The Consumer Affairs Forum, made up of Federal Government and Consumer Affairs Ministers of various states and territories, has agreed to reform the law regarding unfair contract terms in Australia. The reform is intended to strengthen consumer protection and deter the use of unfair terms by introducing penalties for businesses that include unfair terms in their standard form contracts.

Under current laws, if there are unfair terms in a standard form contract involving a small business, and the upfront price payable under the contract is either:

  • less than $300,000; or
  • $1 million or less if the contract term is 12 months or more,

then the unfair terms will be void and unenforceable.
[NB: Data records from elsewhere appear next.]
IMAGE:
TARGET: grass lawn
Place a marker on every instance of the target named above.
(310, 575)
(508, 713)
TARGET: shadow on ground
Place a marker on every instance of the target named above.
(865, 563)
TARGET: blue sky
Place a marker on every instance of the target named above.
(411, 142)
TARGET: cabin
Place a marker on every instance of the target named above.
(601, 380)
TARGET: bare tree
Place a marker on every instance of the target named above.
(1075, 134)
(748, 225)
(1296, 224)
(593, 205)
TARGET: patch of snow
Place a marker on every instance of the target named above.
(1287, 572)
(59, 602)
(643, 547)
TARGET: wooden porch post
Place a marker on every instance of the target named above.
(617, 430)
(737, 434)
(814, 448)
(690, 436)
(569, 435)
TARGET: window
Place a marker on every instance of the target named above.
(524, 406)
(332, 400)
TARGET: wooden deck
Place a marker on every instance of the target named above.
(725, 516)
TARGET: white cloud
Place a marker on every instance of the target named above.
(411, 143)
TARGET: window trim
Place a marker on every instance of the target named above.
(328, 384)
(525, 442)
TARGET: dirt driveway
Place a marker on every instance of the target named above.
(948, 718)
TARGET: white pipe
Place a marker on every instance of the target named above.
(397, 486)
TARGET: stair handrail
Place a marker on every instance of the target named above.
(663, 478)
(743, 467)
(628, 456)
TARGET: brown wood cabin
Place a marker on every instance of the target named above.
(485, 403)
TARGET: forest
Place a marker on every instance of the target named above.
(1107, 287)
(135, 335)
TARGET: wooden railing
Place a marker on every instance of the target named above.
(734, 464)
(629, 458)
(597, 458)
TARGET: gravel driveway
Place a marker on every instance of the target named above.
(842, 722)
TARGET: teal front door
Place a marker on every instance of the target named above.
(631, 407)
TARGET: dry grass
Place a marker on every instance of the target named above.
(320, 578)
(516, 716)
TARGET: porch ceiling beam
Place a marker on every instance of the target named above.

The effect being the unfair term/s will be 'severed' from the contract and will not apply to the contract.

Unfair contract terms will now be unlawful and attract financial penalties
Under the new scheme agreed at the Consumer Affairs Forum on 6 November 2020, it will become unlawful to include unfair terms in these contracts. Courts will have the power to impose financial penalties on offending parties, though it is not clear yet what those penalties will be. Courts will also have the flexibility to vary the terms of a contract, or determine another appropriate remedy (rather than simply declaring an unfair term void, as is the current approach).

What is a small business contract?
When introduced, the new legislation will also expand the definition of 'small business contracts'. The existing legislation captures contracts for the supply of goods or services by or to a party with less than 20 employees (including regular casuals) and where the price payable is no more than $300,000 (or $1 million for a contract with a term of more than 12 months).

If enacted, the new legislation will capture parties with up to 100 employees and/or an annual turnover of less than $10 million. There will no longer be a maximum threshold for the value of the contract (that is, the new legislation will remove the requirement for the upfront price payable under a contract to be below a certain threshold in order for the contract to be covered by the UCT protections). This is a significant expansion and will bring an extensive number of new contracts within the ambit of the scheme.

What is a standard form contract?
A standard form contract is not a defined term under the current legislation. The ACCC advises that the standard form contract is one that has been prepared by one party and the other party has little or no opportunity to negotiate the terms – that is, it is offered on a 'take it or leave it' basis.

However, the new legislation will provide clarity on the weight of factors to be considered when determining if a contract is 'standard form'. These factors include whether documents have repeat usage as a template, and whether the counterparty has a genuine opportunity to negotiate terms of the contract.

It is intended that the new legislation will enable certain clauses that include 'minimum standards' or other industry-specific requirements contained in relevant Commonwealth, state or territory legislation to be exempt from the protections.

What are unfair contract terms?
There is no indication as yet that the facts and circumstances which render a provision 'unfair' will change. Generally, the types of terms that constitute 'unfair terms' include unilateral termination or variation rights, automatic extension provisions, and terms that allow one party to avoid or limit its performance of the contract or penalise one party (but not the other) for breach or termination.

What are the takeaways?
The reforms are intended to provide a fairer and more efficient allocation of risk in standard form contracts, and seek to improve consumer and small business confidence when entering into these contracts.

The reforms will also include a rebuttable presumption that if a party's contract contains a term similar to a term found to be unfair in another case, that similar term will also be presumed to be unfair unless the relevant party can show that it is not unfair in the circumstances. It will therefore be important for businesses to keep an eye out for what is happening in the marketplace and be connected to their lawyer, so that they may constantly review their contracts to ensure they do not contain terms that are considered unfair.

We do not see this as one size fits all approach; what is unfair for one party may be fair for another party depending on what is being supplied under the relevant contract and the circumstances in which the parties usually contract. As sought by the government, it will become a risk mitigation exercise where the party responsible for the standard form contract will be required to explain, and potentially provide evidence, that certain 'stricter' or 'harsher' terms are required in order to protect a legitimate interest or risk without that term being excessive or penalizing the counterparty when it is called upon.

There is still some uncertainty as to the specific details of the legislative changes, as the exposure draft has not been released. Likewise no time frame has been given for the legislation coming into force, but we do know that a consultation period will follow release of the exposure draft, with stakeholders having the ability to comment. The legislation will then be introduced some time after the end of the consultation period.